The receiver, therefore, having in his hands money belonging to the respondents which they were entitled to receive as a dividend upon the balance of their claim after deducting therefrom the dividend upon this draft which they had received, and deducting also the second dividend which had been declined, they were under no obligation to return the money received, because it would be simply paying the money over to the receiver with one hand, and collecting it back again with'the other. Under all the circumstances, therefore, it would appear that the respondents were equitably entitled to enforce their claim for the balance of the money remaining in the plaintiff’s bank which was part and parcel of the proceeds of the draft which said bank had collected, and which belonged to them because of the fraud which had been perpetrated in the receipt of the draft, whether for collection or on deposit.
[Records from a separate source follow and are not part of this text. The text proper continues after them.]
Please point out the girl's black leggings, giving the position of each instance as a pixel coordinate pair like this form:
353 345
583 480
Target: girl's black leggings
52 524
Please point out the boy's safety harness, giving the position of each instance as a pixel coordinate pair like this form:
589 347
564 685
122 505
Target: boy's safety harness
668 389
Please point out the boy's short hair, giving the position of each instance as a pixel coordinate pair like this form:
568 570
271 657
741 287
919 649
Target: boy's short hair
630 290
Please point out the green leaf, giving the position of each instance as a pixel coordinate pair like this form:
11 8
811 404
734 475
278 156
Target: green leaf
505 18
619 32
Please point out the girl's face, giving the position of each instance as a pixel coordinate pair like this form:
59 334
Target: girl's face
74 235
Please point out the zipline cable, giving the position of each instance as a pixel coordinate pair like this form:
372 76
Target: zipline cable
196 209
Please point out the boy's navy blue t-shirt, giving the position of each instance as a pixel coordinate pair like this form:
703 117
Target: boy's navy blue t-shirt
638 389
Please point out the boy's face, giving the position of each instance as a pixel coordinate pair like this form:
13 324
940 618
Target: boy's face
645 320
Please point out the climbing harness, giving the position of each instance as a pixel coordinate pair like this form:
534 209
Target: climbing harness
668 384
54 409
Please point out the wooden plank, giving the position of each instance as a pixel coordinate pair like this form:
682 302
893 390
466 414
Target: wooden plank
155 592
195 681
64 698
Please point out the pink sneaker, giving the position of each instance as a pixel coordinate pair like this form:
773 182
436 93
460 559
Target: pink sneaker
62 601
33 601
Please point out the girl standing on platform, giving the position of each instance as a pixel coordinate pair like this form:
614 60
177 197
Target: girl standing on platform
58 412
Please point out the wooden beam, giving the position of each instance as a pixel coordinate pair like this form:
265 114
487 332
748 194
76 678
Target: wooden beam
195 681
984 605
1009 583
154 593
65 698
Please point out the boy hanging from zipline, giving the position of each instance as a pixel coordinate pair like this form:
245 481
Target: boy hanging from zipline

They are not entitled, however, to claim the whole of the balance which remained in the hands of the Importers’ & Traders’ Bank, because it is evident that the whole of such balance was not proceeds of the plaintiff’s draft, as, subsequent to the collection of this draft, the balance standing to the credit of the Norfolk bank had been brought down to $5,349.45, which was all that remained unappropriated of such proceeds, and it is only this sum that the respondents can claim as belonging to them. If the respondents will stipulate to modify the judgment by reducing the recovery to the sum of $5,349.45, with interest applicable to this sum, the judgment, as modified, will be affirmed, without costs; otherwise the judgment will be reversed, and a new trial ordered, with costs to appellant to abide event. All concur.